Ralph Brooks, Jr., a Philadelphia man man who was shot and disabled when he was six years old, filed a lawsuit against Wachovia Bank, charging that the bank charged "sweep fees" for funds held in mutual funds set up with donations at the time of the shooting.
Mr. Brooks claims the bank misrepresented or omitted to mention the existence and amount of the fees. The suit seeks class action status on behalf of all beneficiaries of fiduciary accounts for which the bank was corporate fiduciary whose assets were invested by the Bank in Evergreen Funds.

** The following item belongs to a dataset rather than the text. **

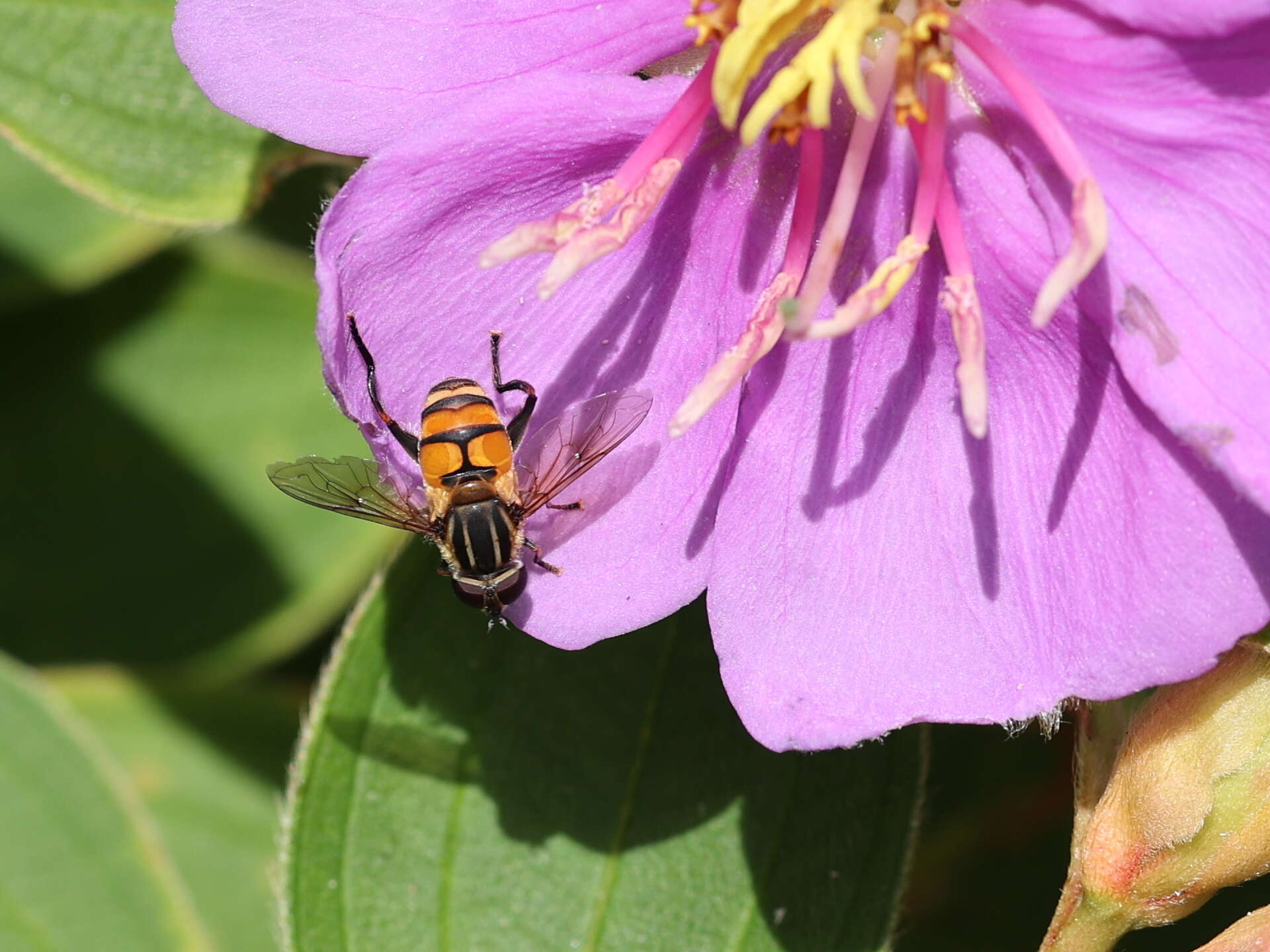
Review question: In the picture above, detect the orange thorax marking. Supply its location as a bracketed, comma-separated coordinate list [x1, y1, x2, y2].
[419, 386, 512, 487]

Also named as defendants in the suit are: Evergreen Investment Services, Inc., Evergreen Investment Management Company, LLC and Evergreen Distributors, Inc.
Brooks claims in the suit that the bank improperly used the assets in his and other fiduciary accounts to buy shares of the various captive Evergreen Funds for these accounts despite the availability of other mutual funds, such as those offered by the Vanguard Group or Fidelity Investments which were well-managed, had good reputations and had lower expenses than the Evergreen Funds.

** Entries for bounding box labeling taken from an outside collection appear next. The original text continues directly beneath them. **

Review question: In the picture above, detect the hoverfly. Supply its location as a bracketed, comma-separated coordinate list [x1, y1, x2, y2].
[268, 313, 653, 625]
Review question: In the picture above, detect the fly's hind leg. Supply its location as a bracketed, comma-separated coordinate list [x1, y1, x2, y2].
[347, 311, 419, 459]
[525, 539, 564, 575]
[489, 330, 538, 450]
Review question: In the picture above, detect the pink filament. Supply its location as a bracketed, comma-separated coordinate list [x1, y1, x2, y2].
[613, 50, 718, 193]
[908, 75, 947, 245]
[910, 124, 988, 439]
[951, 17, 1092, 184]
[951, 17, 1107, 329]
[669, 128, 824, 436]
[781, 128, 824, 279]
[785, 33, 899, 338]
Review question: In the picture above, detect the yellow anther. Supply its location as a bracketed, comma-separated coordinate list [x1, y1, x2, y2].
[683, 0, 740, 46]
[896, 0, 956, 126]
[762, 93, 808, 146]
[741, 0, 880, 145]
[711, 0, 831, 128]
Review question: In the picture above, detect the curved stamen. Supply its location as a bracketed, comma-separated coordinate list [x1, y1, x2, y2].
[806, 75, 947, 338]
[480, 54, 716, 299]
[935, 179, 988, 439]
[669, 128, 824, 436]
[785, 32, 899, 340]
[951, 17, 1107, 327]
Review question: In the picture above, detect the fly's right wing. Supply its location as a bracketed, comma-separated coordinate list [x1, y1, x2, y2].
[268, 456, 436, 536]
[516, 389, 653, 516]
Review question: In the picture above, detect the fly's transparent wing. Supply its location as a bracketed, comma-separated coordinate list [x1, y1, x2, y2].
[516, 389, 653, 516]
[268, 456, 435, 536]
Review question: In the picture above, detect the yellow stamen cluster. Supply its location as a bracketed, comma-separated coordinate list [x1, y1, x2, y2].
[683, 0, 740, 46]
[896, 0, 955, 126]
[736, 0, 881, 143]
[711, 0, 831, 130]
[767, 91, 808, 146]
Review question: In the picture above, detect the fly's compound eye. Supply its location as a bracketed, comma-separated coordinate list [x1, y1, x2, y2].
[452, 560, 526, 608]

He also claims that because the bank incurred no expenses in "sweeping" fiduciary accounts such as his, the bank's "sweep fees" were unreasonable and, as with other charges to his account, "double dipping."

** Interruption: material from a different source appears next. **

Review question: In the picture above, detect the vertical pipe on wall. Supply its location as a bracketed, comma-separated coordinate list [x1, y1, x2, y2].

The complaint alleges that the bank distributed Evergreen Funds prospectuses that misrepresented material facts and omitted material facts regarding conflicts of interest, the expenses that would be absorbed by the beneficiaries and the failure of the Trustees of the Evergreen Funds to seek advisory and administrative services in the best interests of the holders of Evergreen Funds shares.